2 Ways Building Energy Performance Deteriorates
Like human beings, buildings start to die as soon as they’re born, in the words of veteran consulting engineer James Newman of Newman Consulting Group. That means the energy performance of even new buildings starts to deteriorate over time, and green buildings start turning gray. Why this happens, and what can be done to restore a lagging building to its as—designed energy efficiency, are questions that produce a surprising amount of agreement from a group of building experts. These experts describe procedural, informational, and behavioral problems that can often be addressed, including problems with the BAS and too many operator tweaks.
Why Bad Things Happen To Good Buildings
A building automation system that’s too complicated for the people who use it. The designers teach the system — and then they go away. Over time, Newman says, a fancy, expensive BAS can become, in effect, a manual system because so much has been changed or tweaked or the setpoints altered. A BAS is only as good as its operator.
“There’s very little formal turnover from the designers and engineers to the person who’s going to operate it,” says Allan Skodowski, managing senior vice president and director, LEED and sustainability services, for Transwestern.
How effectively the knowledge about running sophisticated systems is transferred is a huge issue, says Peter Strazdas, associate vice president for facilities management at Western Michigan University, where he is responsible for about 150 buildings.
John J. Lembo, vice president of energy services at TRC, says he has seen BAS systems virtually abandoned because of a lack of understanding or complaints over time. And he raises another BAS issue: If your facility doesn’t have a BAS in place at all, “is it because the personnel have been doing it by hand for so long and are unwilling to learn a new method, even though it may make their lives easier? Perhaps they perceive it (and you) as a threat and will become recalcitrant. I’ve seen this with the implementation of computerized maintenance management systems (CMMS) – the fear of accountability.
“If necessary, gain buy—in for change from upper management, but do your homework. Management will be unwilling to spend money on new systems, irrespective of whether there is a perceived increase in productivity of the workforce and efficiency of the systems, if you don’t have numbers to back this up.”

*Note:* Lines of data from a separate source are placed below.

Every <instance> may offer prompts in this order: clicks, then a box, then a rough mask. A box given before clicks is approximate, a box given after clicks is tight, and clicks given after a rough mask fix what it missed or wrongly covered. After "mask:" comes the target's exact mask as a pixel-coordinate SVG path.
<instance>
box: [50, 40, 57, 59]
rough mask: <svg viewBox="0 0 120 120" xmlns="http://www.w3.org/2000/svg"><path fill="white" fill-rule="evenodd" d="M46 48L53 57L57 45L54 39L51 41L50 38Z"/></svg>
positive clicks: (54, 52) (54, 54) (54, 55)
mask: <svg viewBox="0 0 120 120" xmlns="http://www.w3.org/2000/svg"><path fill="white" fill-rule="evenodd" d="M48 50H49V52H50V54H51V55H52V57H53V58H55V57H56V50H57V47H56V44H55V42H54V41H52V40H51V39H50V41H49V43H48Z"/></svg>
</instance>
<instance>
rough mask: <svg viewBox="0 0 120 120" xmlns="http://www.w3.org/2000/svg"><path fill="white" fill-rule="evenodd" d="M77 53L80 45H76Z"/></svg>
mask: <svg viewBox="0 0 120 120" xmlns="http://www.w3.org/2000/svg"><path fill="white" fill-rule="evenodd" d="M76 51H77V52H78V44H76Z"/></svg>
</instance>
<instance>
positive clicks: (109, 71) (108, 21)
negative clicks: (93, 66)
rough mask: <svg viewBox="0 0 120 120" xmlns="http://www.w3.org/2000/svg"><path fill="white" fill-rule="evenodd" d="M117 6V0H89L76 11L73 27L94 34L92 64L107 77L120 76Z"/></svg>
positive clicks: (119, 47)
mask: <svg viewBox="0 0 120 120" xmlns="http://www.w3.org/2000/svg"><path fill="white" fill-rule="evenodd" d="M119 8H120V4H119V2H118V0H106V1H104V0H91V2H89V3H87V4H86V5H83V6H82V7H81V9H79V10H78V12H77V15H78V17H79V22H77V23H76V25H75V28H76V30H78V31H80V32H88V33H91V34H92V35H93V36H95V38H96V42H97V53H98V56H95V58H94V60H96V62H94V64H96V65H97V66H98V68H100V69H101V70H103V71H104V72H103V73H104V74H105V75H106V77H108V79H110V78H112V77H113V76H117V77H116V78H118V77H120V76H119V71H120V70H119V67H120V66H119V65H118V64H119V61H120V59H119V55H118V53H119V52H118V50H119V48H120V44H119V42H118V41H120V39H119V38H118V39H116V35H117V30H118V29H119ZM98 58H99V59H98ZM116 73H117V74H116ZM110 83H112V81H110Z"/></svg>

A series of short—term tweaks to building systems over time that are often responses to occupant complaints and ignore long—term effects. Operators may be reactive, ignoring the consequences of fixing an immediate problem. “They’re temporarily valving something off to solve a problem today, and then something else happens and they forget about it,” Skodowski says. Or they tweak a computer program or building schedule for a day to solve an immediate issue, creating a long—term problem.